Carol” 1960’ları yansıtan, Cate Blanchett’in üst düzey oyunculuğuyla dikkat çeken zarif bir sinema örneği. Burada uçucu renkler, flu atmosfer izlenimci resimlere göndermeler yapar bir bakıma. Fondaki görüntü derinliklidir. Yer kavramı, klasik bir bakışla belirlenen bir düzene uyar. Kurgusallıktan çok doğal realiteye göre düzenlenir biçimler. Elbette günün sinema örneklerindeki görüntü ve anlam, gerçekte kavramsallığa daha yakın olmak zorunda bana göre; daha önceki yazılarımda belirttiğim gibi. Kavramsallık ve mekân ilişkisinin çok ilgi çekici bir boyutu olduğunu düşünüyorum ayrıca.
Aslında boşluğa ve geniş alana kamera çevirmek de bir mekân değerlendirme eylemidir. Büyük alanlarda gerçekleşen, çoğu felsefi/ kavramsal özellikler taşıyan Land art uygulamalarından, ‘bir galeri bütünlüğünü mekânsal düzenlemelere değerlendirmeye kadar uzanan çalışmaların’ da bir bütünlük kaygısı bulunmaktadır.
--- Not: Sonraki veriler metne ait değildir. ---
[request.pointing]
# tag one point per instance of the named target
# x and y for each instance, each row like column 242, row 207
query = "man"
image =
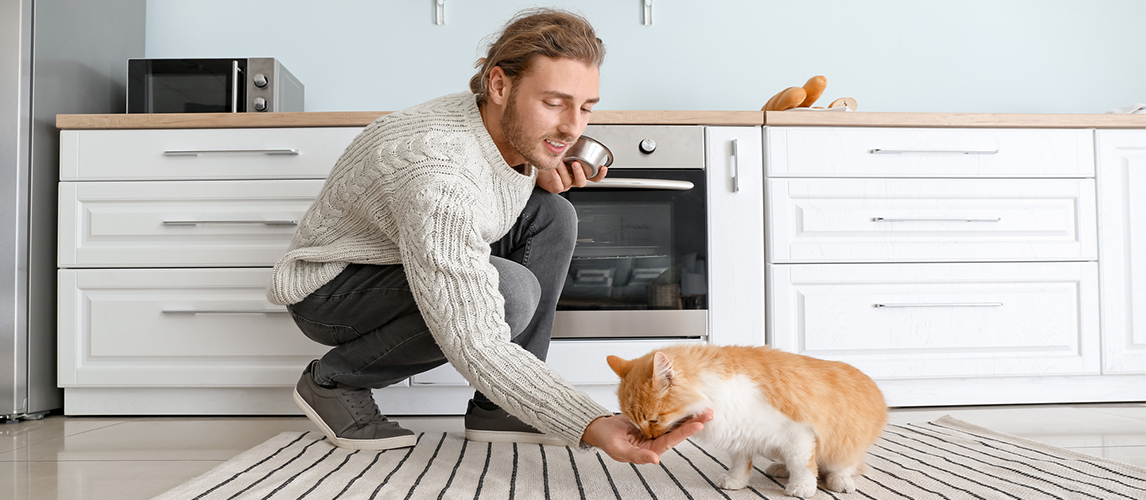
column 439, row 237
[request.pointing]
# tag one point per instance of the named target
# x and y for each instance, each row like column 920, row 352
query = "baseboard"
column 450, row 400
column 422, row 400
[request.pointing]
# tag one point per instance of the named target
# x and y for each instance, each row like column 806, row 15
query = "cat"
column 810, row 416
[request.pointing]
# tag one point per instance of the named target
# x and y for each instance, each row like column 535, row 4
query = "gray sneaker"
column 497, row 426
column 348, row 416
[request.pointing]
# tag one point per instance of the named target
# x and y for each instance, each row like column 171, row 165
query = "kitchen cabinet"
column 736, row 235
column 166, row 243
column 955, row 266
column 1122, row 262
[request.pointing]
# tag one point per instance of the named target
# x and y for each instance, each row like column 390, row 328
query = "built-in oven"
column 638, row 268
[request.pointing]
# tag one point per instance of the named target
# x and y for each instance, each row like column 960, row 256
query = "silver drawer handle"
column 196, row 223
column 230, row 151
column 225, row 311
column 736, row 168
column 958, row 304
column 955, row 151
column 940, row 219
column 641, row 184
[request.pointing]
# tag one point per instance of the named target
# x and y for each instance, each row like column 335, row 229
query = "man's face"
column 548, row 109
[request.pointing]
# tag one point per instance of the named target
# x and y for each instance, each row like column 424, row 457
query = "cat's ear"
column 661, row 370
column 620, row 366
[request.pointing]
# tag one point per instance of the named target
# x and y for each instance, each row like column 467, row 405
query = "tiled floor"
column 127, row 459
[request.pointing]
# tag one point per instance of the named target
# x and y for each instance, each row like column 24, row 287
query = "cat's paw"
column 730, row 482
column 802, row 489
column 777, row 470
column 840, row 483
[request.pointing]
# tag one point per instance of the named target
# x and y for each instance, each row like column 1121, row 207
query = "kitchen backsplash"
column 891, row 55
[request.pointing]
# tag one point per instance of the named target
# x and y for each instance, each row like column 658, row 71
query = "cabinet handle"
column 736, row 169
column 230, row 151
column 196, row 223
column 936, row 219
column 958, row 304
column 234, row 86
column 955, row 151
column 225, row 311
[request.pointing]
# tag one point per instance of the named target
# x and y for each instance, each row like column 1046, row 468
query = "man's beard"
column 515, row 133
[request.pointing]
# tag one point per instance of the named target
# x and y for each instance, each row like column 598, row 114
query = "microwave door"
column 187, row 85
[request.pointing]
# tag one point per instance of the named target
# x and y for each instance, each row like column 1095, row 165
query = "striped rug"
column 947, row 459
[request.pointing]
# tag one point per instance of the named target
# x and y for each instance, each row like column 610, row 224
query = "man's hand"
column 563, row 178
column 622, row 440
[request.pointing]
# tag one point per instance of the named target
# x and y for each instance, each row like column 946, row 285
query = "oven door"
column 638, row 268
column 181, row 85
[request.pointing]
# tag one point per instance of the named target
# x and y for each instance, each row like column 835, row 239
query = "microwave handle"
column 234, row 86
column 641, row 184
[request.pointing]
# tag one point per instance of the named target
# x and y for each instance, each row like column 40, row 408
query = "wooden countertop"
column 952, row 119
column 363, row 118
column 606, row 117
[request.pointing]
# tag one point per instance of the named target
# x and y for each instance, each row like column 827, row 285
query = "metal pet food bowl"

Bunun tam tersi olarak, Lautrec’de, yine Fikret Muallâ’da var olan renksel planlamalarla yüzeysel değerlendirmeler yapmak, bir renk ve biçim virtüözü olan Mustafa Ayaz’da biraz farklı bir biçime bürünür. Ayaz derinliği pek sevmez. Ancak bu olayı sanatçının kullanma biçimi, renk planlarının düzeninden yararlanma şeklindedir. Bu renk planlarının sağladığı tablo bütünlüğü, sözü edilen çalışmalardaki ‘yer’ kavramının akılcı bir biçimde kullanılmasına yöneliktir ve buna dayanır. Yani Mustafa Ayaz figürlerinin, -çalışmalar yüzeysel bir nitelik içerse de- dayandığı bir mekân, estetik olarak da kurgusal olarak da hep vardır. Bu nedenle modülasyonun pek kullanılmadığı bu yapıtlarda Chagall tablolarında olduğu gibi figürler havada pek uçuşmaz. Mekânın kullanımındaki estetik düzen ve kompozisyon kaygısı, genelde temel sanat eğitiminin kurallarına dayanmaktadır. Bu konu sinema/tiyatro vizörü/’dış bakışı’ için de böyledir.
Mekân değerlendirme ve düzeninin, bir tiyatro sahnesinde bile var olması gerektiğine inananlardanım. Bu nedenle mekân ve biçim dengesinin bütün görsellik içeren sanat yapıtlarında var olması gerektiğine inanıyorum.